10 Mart 2019 Pazar

Buraya yazarken, ki çoğunlukla yazamıyorum da, hani, yazmaya başlarken hep bir tedirginlik oluyor üzerimde. Güya Febris'in GÜNLÜĞÜ olacak adı. Eee, günlükse okunma kaygısının olmaması gerekmez mi? Küçüklükten beri defter tutarken bile okunur mu diye düşünüp içindekileri aktarmayan bir sürü tandığım var. Haklılar. Bilinme isteğinin yanında, birçok insan gizli kapaklı değil mi? Neyse. Madem buraya günlük diyorum. Bir şeyleri düzenlemeden ve aklımdan geçtiği gibi, olduğu kadar aktarabilmeliyim.

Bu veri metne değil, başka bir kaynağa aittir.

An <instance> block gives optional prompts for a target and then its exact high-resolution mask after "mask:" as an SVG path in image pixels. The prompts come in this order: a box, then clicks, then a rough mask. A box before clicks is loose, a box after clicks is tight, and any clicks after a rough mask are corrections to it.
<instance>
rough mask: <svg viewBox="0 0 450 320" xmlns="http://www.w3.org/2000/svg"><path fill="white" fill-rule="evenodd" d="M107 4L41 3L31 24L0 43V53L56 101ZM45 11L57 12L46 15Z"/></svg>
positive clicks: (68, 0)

Asla saçlarım dökülmeyecekti benim. Hep genç kalacaktım. Öyle hissediyordum bir zamanlar. Şu an yetmiş yaşında değilim, saçsız da değilim. Ama öylesine yorgunum ki... Geleceği düşünmez oldum. 'Anı nasıl kurtarabilirim'in çaresini de bulamaz haldeyim. Tam toparlandım doğruldum derken yeniden olduğum yere oturuyorum. İlerleyemiyorum. Ve saçlarımın döküleceğini, yaşlanacağımı biliyorum. Öleceğimi de. Çok şükür. Büyüyorum hala. Büyümek zor.

İşimi sevmiyorum. Evimi sevmiyorum. Nasıl düzelteceğimi bilmediğim bir hayatım, nasıl toparlayacağımı bilmediğim bir ruhum var. Son üç senedir, "Seneye böyle olmayacak" diyorum ve bir sene sonra yine aynı buluyorum kendimi, her şeyi. Neyse.

İnşallah seneye böyle olmaz. Farklı olur.